Petr Špaček <pspacek@xxxxxxx> · Fri, 30 Aug 2024 19:00:33 +0200

On 30. 08. 24 17:04, Pedro Falcato wrote:
On Fri, Aug 30, 2024 at 04:28:33PM GMT, Petr Špaček wrote:
Now I understand your concern. From the docs and code comments I've seen it
was not clear that the limit serves _another_ purpose than mere
compatibility shim for old ELF tools.

It is a NACK, but it's a NACK because of the limit being so high.

With steam I believe it is a product of how it performs allocations, and
unfortunately this causes it to allocate quite a bit more than you would
expect.

FTR select non-game applications:

ElasticSearch and OpenSearch insist on at least 262144.
DNS server BIND 9.18.28 linked to jemalloc 5.2.1 was observed with usage
around 700000.
OpenJDK GC sometimes weeps about values < 737280.
SAP docs I was able to access use 1000000.
MariaDB is being tested by their QA with 1048576.
Fedora, Ubuntu, NixOS, and Arch distros went with value 1048576.

Is it worth sending a patch with the default raised to 1048576?

With jemalloc() that seems strange, perhaps buggy behaviour?

Good question.
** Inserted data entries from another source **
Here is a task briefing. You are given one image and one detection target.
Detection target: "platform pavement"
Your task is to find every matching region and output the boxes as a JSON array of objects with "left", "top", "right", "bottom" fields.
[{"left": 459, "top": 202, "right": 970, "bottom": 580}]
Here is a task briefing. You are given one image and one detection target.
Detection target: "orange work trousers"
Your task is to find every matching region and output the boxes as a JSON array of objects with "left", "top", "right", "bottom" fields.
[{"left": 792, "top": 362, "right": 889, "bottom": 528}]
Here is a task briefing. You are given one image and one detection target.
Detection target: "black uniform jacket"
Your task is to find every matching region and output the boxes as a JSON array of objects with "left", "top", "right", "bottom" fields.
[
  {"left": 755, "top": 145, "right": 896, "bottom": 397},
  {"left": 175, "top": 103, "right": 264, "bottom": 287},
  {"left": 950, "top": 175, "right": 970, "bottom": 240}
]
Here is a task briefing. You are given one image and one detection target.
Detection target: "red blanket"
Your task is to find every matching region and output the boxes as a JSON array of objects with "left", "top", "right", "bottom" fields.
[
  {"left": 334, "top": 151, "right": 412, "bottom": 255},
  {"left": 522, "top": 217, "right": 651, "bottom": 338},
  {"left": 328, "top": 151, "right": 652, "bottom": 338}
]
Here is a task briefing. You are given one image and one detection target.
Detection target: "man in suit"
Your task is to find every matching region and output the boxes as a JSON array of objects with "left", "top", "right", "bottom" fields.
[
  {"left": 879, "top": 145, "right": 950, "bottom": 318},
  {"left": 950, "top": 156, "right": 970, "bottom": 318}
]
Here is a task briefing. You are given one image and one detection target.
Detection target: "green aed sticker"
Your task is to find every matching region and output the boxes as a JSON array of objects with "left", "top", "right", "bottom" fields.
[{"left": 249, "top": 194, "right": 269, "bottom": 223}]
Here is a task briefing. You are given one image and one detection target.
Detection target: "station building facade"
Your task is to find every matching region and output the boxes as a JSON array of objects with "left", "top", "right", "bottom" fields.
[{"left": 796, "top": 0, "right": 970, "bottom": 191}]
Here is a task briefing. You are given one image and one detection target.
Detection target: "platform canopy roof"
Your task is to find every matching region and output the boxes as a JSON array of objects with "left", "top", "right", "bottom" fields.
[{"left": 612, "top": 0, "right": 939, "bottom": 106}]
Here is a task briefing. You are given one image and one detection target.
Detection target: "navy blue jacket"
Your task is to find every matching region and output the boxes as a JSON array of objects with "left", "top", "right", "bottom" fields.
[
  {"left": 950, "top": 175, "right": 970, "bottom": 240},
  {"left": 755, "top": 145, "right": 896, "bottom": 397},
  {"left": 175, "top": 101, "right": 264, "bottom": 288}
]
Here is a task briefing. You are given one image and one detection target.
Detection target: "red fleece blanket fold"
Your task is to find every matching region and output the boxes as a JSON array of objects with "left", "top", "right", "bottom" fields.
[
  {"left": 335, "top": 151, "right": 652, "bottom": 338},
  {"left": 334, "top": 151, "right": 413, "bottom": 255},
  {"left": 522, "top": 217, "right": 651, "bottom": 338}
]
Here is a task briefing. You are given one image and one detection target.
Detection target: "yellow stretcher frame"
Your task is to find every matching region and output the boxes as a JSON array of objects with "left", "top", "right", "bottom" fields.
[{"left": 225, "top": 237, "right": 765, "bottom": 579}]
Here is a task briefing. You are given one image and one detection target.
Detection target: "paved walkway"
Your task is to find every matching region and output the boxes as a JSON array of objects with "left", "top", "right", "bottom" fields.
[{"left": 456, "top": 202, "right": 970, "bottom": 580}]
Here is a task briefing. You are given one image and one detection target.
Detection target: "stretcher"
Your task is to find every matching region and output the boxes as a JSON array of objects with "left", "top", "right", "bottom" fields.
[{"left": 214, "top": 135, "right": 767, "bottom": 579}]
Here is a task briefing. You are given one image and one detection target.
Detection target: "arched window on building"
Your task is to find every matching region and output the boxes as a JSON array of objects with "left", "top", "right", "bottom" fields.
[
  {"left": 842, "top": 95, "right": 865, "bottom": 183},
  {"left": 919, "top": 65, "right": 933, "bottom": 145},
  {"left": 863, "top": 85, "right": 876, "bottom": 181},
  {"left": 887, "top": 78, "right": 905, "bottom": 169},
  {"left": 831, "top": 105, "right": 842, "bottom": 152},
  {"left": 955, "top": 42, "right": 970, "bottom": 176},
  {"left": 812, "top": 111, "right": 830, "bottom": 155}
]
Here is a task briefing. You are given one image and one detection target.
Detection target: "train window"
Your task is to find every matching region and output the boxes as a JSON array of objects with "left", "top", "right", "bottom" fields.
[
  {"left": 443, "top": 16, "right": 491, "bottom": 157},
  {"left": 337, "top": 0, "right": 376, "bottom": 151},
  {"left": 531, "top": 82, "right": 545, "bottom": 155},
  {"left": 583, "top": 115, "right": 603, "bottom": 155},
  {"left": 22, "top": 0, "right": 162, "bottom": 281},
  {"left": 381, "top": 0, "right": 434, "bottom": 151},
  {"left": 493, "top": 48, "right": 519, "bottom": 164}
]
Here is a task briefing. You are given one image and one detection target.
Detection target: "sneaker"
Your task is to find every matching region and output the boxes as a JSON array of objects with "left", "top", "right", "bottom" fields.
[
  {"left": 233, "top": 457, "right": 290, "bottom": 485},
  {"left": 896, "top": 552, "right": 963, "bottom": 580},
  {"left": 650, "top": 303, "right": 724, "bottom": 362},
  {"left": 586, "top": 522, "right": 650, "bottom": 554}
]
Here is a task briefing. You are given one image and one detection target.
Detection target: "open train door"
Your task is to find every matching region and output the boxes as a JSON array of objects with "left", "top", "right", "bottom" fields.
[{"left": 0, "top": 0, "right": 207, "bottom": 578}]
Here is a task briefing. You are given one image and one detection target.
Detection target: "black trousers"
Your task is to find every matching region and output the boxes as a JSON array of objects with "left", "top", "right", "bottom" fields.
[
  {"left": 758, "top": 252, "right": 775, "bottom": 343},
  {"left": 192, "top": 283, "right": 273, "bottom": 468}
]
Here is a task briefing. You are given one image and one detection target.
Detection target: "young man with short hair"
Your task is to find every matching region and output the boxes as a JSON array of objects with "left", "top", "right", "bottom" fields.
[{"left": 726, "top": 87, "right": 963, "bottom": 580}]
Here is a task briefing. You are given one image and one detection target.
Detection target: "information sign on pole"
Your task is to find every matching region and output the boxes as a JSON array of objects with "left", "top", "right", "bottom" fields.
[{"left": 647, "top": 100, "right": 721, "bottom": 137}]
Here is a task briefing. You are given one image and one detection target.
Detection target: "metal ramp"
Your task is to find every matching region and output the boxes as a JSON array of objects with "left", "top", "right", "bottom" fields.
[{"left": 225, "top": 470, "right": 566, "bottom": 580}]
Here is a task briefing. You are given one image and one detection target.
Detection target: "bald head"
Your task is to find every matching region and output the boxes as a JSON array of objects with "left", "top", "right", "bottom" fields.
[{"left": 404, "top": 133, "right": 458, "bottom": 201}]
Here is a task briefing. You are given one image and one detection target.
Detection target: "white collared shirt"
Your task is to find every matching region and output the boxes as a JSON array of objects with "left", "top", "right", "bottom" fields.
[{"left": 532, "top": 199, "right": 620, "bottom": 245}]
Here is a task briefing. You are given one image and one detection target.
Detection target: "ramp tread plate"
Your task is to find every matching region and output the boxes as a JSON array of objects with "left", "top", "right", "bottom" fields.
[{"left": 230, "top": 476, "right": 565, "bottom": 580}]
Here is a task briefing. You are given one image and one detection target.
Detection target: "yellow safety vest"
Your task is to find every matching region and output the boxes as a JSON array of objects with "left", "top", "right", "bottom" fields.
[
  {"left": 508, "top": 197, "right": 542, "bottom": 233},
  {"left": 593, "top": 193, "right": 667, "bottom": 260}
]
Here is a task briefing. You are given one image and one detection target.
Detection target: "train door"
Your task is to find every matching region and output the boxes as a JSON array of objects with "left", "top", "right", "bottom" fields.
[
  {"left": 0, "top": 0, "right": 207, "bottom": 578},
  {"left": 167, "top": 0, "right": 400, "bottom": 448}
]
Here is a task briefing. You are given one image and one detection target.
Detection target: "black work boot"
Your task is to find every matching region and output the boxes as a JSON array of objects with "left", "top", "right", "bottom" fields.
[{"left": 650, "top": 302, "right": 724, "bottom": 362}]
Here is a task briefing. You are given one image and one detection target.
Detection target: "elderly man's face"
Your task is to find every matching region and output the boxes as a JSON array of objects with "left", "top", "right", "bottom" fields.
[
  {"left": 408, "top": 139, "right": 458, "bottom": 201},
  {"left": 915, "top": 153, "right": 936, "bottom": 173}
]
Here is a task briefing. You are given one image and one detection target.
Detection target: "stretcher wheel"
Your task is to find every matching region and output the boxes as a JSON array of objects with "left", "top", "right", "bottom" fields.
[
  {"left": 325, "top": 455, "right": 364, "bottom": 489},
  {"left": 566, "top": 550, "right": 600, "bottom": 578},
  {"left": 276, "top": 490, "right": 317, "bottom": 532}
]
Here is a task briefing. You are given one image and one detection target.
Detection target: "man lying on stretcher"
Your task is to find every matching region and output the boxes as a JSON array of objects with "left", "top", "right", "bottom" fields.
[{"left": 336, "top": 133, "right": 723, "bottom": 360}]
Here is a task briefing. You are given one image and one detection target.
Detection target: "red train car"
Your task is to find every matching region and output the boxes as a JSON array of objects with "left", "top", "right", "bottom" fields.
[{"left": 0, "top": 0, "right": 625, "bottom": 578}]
In case of BIND DNS server, jemalloc handles mmap() and we
keep statistics about bytes requested from malloc().

When we hit max_map_count limit the
(sum of not-yet-freed malloc(size)) / (vm.max_map_count)
gives average size of mmaped block ~ 100 k.

Is 100 k way too low / does it indicate a bug? It does not seem terrible to
me - the application is handling ~ 100-1500 B packets at rate somewhere
between 10-200 k packets per second so it's expected it does lots of small
short lived allocations.

A complicating factor is that the process itself does not see the current
counter value (unless BPF is involved) so it's hard to monitor this until
the limit is hit.

Can you get us a dump of the /proc/<pid>/maps? It'd be interesting to see how
exactly you're hitting this.

I have immediately available only a coredump from hitting the default 
limit. GDB apparently does not show these regions in "info proc 
mappings", but I was able to extract section addresses from the coredump:
https://users.isc.org/~pspacek/sf1717/elf-sections.csv

Distribution of section sizes and their count in format "size,count" is 
here:
https://users.isc.org/~pspacek/sf1717/sizes.csv

If you want to see some cumulative stats they are as OpenDocument here:
https://users.isc.org/~pspacek/sf1717/sizes.ods

From a quick glance it is obvious that single-page blocks eat most of 
the quota.

I don't know if it is a bug or just memory fragmentation caused by a 
long-running server application.

I can try to get data from production system to you next week if needed.

--
Petr Špaček
Internet Systems Consortium